Muitas pessoas sabem o que querem sentir ao ouvir música, mas têm dificuldade em traduzir essa sensação para o algoritmo do streaming. O resultado é uma seleção genérica. Com a integração do Spotify no Claude, criar a playlist ideal ficou mais fácil. A seguir, um tutorial de como solicitar músicas na IA e o que ela faz com essa conexão.
Com a integração ativa, o Claude funciona como curador e editor. Usuários dos planos Free, Pro e Max podem receber recomendações refinadas, controlar a reprodução via Spotify Connect, ouvir prévias, salvar playlists e pedir recomendações de podcasts. A busca por vibe ou mood, porém, é exclusiva do Spotify Premium – no plano gratuito, a integração funciona sem esse benefício.
Para ativar, acesse o Claude na versão web, clique em “+”, vá em “Conectores” e adicione o conector do Spotify. Depois, vincule sua conta. Ao enviar um prompt pedindo a criação de uma playlist, clique em “Permitir” o acesso à ferramenta e vincule a conta quando solicitado.
Criar uma boa playlist é um processo iterativo. Primeiro, defina um objetivo claro e use um prompt detalhado para gerar uma lista inicial de 30 a 60 faixas. Depois, leve as sugestões para o Spotify, monte a playlist e remova duplicatas, versões erradas e músicas que fogem do mood. Em seguida, valide uma base de 15 a 20 faixas e peça ao Claude sugestões para preencher lacunas, pedindo que a ordem siga uma “curva de energia”. Por fim, peça para a IA identificar o que ficou estranho e sugerir substituições.
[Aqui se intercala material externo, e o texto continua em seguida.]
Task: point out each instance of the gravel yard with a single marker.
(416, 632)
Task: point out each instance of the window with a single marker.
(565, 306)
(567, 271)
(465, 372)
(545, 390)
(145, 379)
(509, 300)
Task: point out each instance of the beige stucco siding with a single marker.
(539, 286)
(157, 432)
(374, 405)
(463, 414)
Três prompts podem ajudar. O primeiro é um prompt-base: “Crie uma playlist com 45 músicas para [SITUAÇÃO], com vibe [3 ADJETIVOS], energia começando em [baixa/média] e terminando em [alta]. Sem músicas explícitas, sem remixes e sem versões ao vivo. Traga no formato: música — artista — ano, e sugira uma ordem com transições suaves.” O segundo é de correção: peça para identificar 10 músicas fora do mood e substituí-las por 2 opções mais coerentes. O terceiro é de polimento narrativo: peça para transformar a playlist em uma narrativa com começo calmo, meio de euforia controlada e final de clímax.
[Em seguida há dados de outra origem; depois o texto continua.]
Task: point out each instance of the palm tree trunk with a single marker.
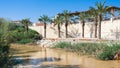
(99, 22)
(95, 27)
(59, 30)
(66, 30)
(44, 30)
(27, 29)
(83, 25)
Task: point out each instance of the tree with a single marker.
(101, 9)
(26, 23)
(59, 21)
(82, 17)
(44, 19)
(94, 14)
(66, 18)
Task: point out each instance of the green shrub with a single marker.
(24, 41)
(63, 45)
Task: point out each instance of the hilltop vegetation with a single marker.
(13, 33)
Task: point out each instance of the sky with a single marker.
(33, 9)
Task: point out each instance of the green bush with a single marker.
(63, 45)
(24, 41)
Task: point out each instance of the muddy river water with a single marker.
(56, 58)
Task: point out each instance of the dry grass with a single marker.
(23, 50)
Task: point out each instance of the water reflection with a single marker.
(55, 58)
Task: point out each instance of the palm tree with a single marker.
(45, 19)
(59, 21)
(26, 23)
(94, 14)
(101, 8)
(82, 17)
(66, 18)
A integração funciona nos dois tipos de conta. No Spotify Free, o usuário convive com anúncios e menos controle sobre a reprodução, usando o Claude como “cérebro” da curadoria de forma mais manual. No Spotify Premium, a experiência é mais completa: sem anúncios, com downloads offline e controle total, além de recursos nativos como AI Playlist e Prompted Playlist, que permitem descrever a vibe e fazer ajustes rápidos.
Erros comuns deixam a playlist “quase boa”. Excesso de variedade quebra a imersão – a solução é pedir restrições rígidas. Versões erradas (ao vivo, remixes, acústicas) arruínam o clima – inclua comandos como “somente versões de estúdio”. Mudanças bruscas de energia exigem organização por BPM. Repetição de artista deixa a playlist previsível – limite a duas faixas por artista ou não repita no intervalo de 10 músicas. O segredo é fazer ajustes pequenos, substituindo apenas um lote reduzido de faixas que mais destoam, mantendo a identidade da playlist.